Leveled GC is based on a more general heuristic than generational GC, in that it tries to keep as many objects as possible in the nursery because minor collections are so much cheaper. What I found most interesting about this paper is that it scales well with virtual memory, which as we know can degrade performance significantly. They provide benchmarks demonstrating a marked difference when large heap sizes trigger paging (Section 5.2.2). LGC performance is hardly affected, while the runtime of generational GC degrades significantly.

Comment viewing options

Select your preferred way to display the comments and click "Save settings" to activate your changes.

Feedback Effects

A problem to be aware of in measuring GC performance in real-life scenarios: the expected GC performance profile may be taken into account by the architecture of the system being built.

Generational GC works brilliantly when all long-lived objects are allocated once, early on, and all short-lived objects are discarded frequently, almost to the point of copying or reallocating in preference to reusing an object. In designing systems in the past running on generational GC, I've explicitly taken this into account in the application architecture. The result is a system which has grown in symbiosis with generational GC, and is not likely to benefit from a significantly different approach.

I conjecture that objective assessment of GC algorithms in real-world scenarios is problematic for this reason.

how to improve it (?)


I speculate that it can be improved as follows:

LGC starts to promote after finding too many live objects. There is a better way, perhaps.

Part 1:

Instead, examine the rate at which live fast-generation objects are being found relative to the rate which new pointers are identified which need tracing. When that rate is too low to ensure sufficient free-space at the end, start promoting. When the rate rises high enough again, stop promoting.

Part 2:

Perhaps track the number of objects promoted from a given page and, if it crosses the threshold of the ratio of newspace to freespace needed for the collection overall, then promote all live objects from this page found during this minor collection.

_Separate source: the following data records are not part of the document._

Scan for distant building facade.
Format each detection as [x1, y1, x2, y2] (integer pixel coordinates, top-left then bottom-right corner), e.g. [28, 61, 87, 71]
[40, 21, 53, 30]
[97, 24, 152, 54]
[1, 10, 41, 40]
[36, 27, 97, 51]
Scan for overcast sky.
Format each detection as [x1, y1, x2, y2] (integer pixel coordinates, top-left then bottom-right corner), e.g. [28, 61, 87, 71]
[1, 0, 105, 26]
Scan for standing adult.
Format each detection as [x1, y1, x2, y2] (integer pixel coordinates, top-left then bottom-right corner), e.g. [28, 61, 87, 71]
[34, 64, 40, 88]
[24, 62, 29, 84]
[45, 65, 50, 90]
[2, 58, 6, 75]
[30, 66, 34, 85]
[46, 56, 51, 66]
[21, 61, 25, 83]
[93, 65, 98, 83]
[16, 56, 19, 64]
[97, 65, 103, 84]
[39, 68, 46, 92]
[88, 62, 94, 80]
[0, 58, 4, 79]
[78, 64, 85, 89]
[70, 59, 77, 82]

Part 3: Scatter allocations by purpose. For example, environments and explicit CONSes on separate pages of the minor collection space.


Part 2: A cheap an inexpensive locality hack. It tends to clear contiguous regions and it tends to bet that closely placed objects will have similar lifetimes.

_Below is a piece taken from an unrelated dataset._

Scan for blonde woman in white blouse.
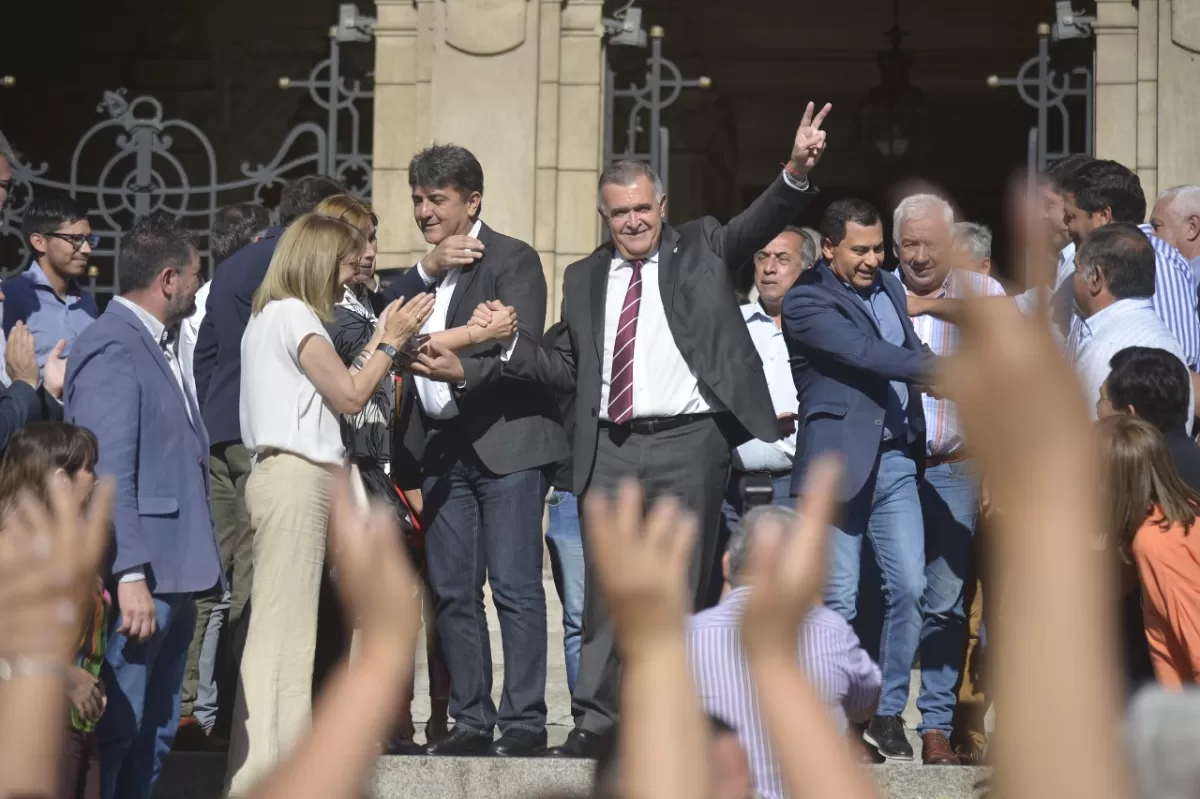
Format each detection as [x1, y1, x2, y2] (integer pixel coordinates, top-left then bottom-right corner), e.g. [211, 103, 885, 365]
[227, 214, 433, 797]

Part 3: helps to make the bet in Part 2 better.

Part 1: cheaply adds some noise to the selection of what gets promoted and bets trace-distance correlates with lifetime.

If this is really so much

If this is really so much better than generational GC, why isn't this implemented in the major VMs?

Some suggestions in no particular order

1. It contains none of the buzzwords, incremental, concurrent or parallel.
2. It was tested on SML not Java, the defacto testbed for GCs.
3. Looking (quickly) at the papers citing it directly or indirectly, many of its ideas (except non-age based generations) seem to appear in GGC systems, reducing its benefits.
4. Memory got cheaper and paging was less frequent so the benefits of paging friendly GC reduced.

I would also add: 5. The

I would also add:

5. The paper states that allocation is slightly more expensive (microbenchmarks in the paper show noticeable overhead for small problems). Reasonably assuming that allocation is only going to increase as progressively higher-level languages are implemented on VMs, any increase in allocation overhead should be offset by significant other advantages. Whether the advantages are here is unclear.

Yes, although the reason is

Yes, although the reason is that the sweep phase appears to be amortised over the allocation operation, presumably to help latency in a non-incremental collector. This is an idea that, for example, immix uses with an otherwise general GGC.